# Air Raid Shelter No.2, Devonport Park, Plymouth



## Badoosh (Apr 25, 2009)

By now many have you have seen the recent posts on the Public & Naval Personnel Air Raid Shelter uncovered in Devonport Park, Plymouth. The story of that has a sad ending with 80% of it now demolished/filled in. 

This is another story of a shelter which lies in close proximity, still buried, & as yet unearthed by workmen on the site. After more than 60 years underground & unseen by human eye, we will leave the visit of this shelter to your imagination & let the pictures do the talking. Badoosh & theterrorwheel.




































































































*UPDATE.....*

The video of the full shelter can be seen here;

[ame]http://www.youtube.com/watch?v=F4N19NWCMi4&feature=channel_page[/ame]
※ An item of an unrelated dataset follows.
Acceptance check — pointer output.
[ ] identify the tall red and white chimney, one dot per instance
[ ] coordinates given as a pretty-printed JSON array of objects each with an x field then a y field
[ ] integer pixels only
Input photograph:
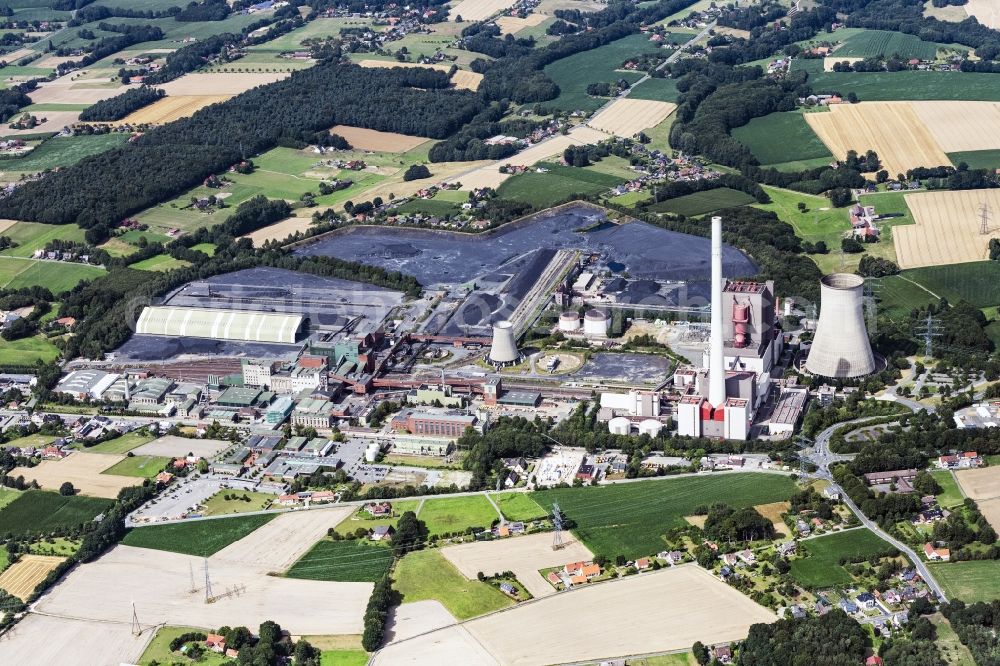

Together with further images here;

http://www.cyber-heritage.co.uk/

Thanks to Steve Johnson (Cyberheritage), for hosting these.


The inspiration for the video came from Plymouth locals who shared with us, memories of their childhood experiences during the Plymouth Blitz, expressing disappointment on the fate of the other shelter & hope that something can be done to preserve any remaining Plymouth shelters.


----------



## Engineer (Apr 25, 2009)

*Shelter.*

Interesting place, interesting post.


----------



## ckallis (Apr 25, 2009)

lets hope this one stays the way it is. Pretty harsh what was done to the other one.


----------



## graybags (Apr 25, 2009)

*Awesome*

Nice One Badoosh and TW

G


----------



## Scotty (Apr 25, 2009)

How do we know this is the 2ndf shelter and not just different angle pics from the other one?






Just messing with you dude 
nice one for getting but i need to know how. 
We was looking at it the other day. well only the exposed bit lol


----------



## Underworld (Apr 25, 2009)

Good job people. Some great shoots you got going on there. PCC better not get hold of this one !

Underworld


----------



## nemesis (Apr 25, 2009)

Hopefully they will have used up their Recreations budget, trying to sort the "shelter problem", which they clearly didn't research into when they decided on the project.


----------



## GeorgieKirrin (Apr 25, 2009)

Splendid! I'm glad you guys got in, thanks for sharing pictures. Will you be reviewing the queuing system for shelter visits? Perhaps advance bookings are a good idea?!  

Does this one look safe for now? I saw what they did to the other one - 'preserve for possible later restoration' my ASS!! 

I love the grafitti. Funny how sixty year old grafitti is interesting - will we feel that same about 2009 grafitti in 60 years time?! 

Nice work Badoosh and TerrorWheel!


----------



## Badoosh (Apr 25, 2009)

Thanks for all your comments so far. The future of this one is uncertain, it was stated to the press by officials that it would be opened at some point, but who knows. The only way to try & save it is with public support.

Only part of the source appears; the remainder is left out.